Sandra Blow was born in London in 1925, the daughter of a Kent fruit farmer whose orchards supplied retailers in Covent Garden.
She left school at 15 and in 1940 entered St Martin's School of Art, where she was taken up by her tutor, Ruskin Spear. The patronage of older male artists like Spear, Carel Weight and Robert Buhler would remain the pattern throughout her career.
After the Second World War, Blow studied at the Royal Academy Schools, before spending a year in 1947 travelling around Italy. She motorcycled around the countryside, discovering at first hand the architecture and pre-Renaissance frescos. She took up with another father figure, the well-known Italian painter Alberto Burri. While Blow did not produce work of her own in Italy, she learnt a great deal from the Italian master of "art informel" and later adapted Burri's manner of composing with sackcloth, tar and other low-grade materials.
During the 1950s, Blow was one of the pioneering abstract painters who introduced into British art an expressive informality. She utilised cheap, discarded materials such as sawdust, sackcloth and plaster alongside paint. Later, in response to the optimistic climate of the 1960s, Blow's palette lightened and for most of the rest of her career, easily manipulated collage materials, like torn paper or brightly coloured canvas cut-outs, formed her often large-scale pictures.
Despite her youth, Blow was at the forefront of the abstract art movement in Britain during the 1950s. Following her first painting sale, to Roland Penrose (a founder of the Institute of Contemporary Arts), Blow's career accelerated. Throughout the 1950s and early 1960s, she regularly exhibited with Gimpel Fils, the leading London gallery whose association with St Ives artists like Barbara Hepworth, Ben Nicholson and Peter Lanyon anticipated her move in 1957 to a cottage at Zennor near St Ives. Blow was widely exhibited abroad throughout this time, establishing the international profile that her cosmopolitan outlook warranted.
In 1957 she featured in the first John Moores biannual exhibition in Liverpool and was included in the Young Artists Section at the Venice Biennale the following year. She won the International Guggenheim Award in 1960 and won second prize at the third John Moores exhibition at the Walker Art Gallery in 1961.
In 1960, having returned to the capital, Blow acquired a large studio at Sydney Close in Kensington, where she worked for the next 24 years. In 1961 she started a 14-year stint teaching at the Royal College of Art at an auspicious moment when David Hockney, Patrick Caulfield and Ron Kitaj were among the students. In 1973 she received an honourary fellowship at the RCA. Blow was active socially, entertaining an admiring Francis Bacon in her studio and mixing with artists like Elisabeth Frink at the Chelsea Arts Club, of which she was a prominent member.

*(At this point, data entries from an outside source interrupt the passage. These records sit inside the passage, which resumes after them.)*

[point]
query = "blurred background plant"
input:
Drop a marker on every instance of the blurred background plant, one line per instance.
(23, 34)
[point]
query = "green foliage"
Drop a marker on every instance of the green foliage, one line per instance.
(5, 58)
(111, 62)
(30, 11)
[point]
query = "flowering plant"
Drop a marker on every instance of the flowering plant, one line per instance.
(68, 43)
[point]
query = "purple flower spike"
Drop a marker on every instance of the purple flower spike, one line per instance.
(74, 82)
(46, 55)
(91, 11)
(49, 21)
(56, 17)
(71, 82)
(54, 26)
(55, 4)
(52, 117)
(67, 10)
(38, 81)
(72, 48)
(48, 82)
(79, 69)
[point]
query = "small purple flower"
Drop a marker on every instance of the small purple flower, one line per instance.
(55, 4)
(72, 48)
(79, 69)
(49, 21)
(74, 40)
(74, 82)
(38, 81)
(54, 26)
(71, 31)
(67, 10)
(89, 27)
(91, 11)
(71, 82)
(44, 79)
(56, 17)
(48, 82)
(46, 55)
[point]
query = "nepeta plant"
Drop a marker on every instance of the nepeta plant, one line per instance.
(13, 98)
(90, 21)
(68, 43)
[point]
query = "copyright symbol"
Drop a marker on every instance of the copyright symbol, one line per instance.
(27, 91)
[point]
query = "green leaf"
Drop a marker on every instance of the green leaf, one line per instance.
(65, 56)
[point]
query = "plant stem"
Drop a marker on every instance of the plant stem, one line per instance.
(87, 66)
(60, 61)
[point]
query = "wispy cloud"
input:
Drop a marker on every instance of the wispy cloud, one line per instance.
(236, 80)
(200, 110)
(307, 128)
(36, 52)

In moving to St Ives during the mid-1990s, Blow reinvigorated the Cornish art scene. She exhibited locally but also fulfilled her obligations as a Royal Academician, participating in every Summer Exhibition at Burlington House, where she enjoyed a retrospective in 1994 at the newly built Sackler Galleries. Blow dies at home on 22nd August 2006.
Blow's work in included in the collection of Deutsche Bank and the Yale Center for British Art.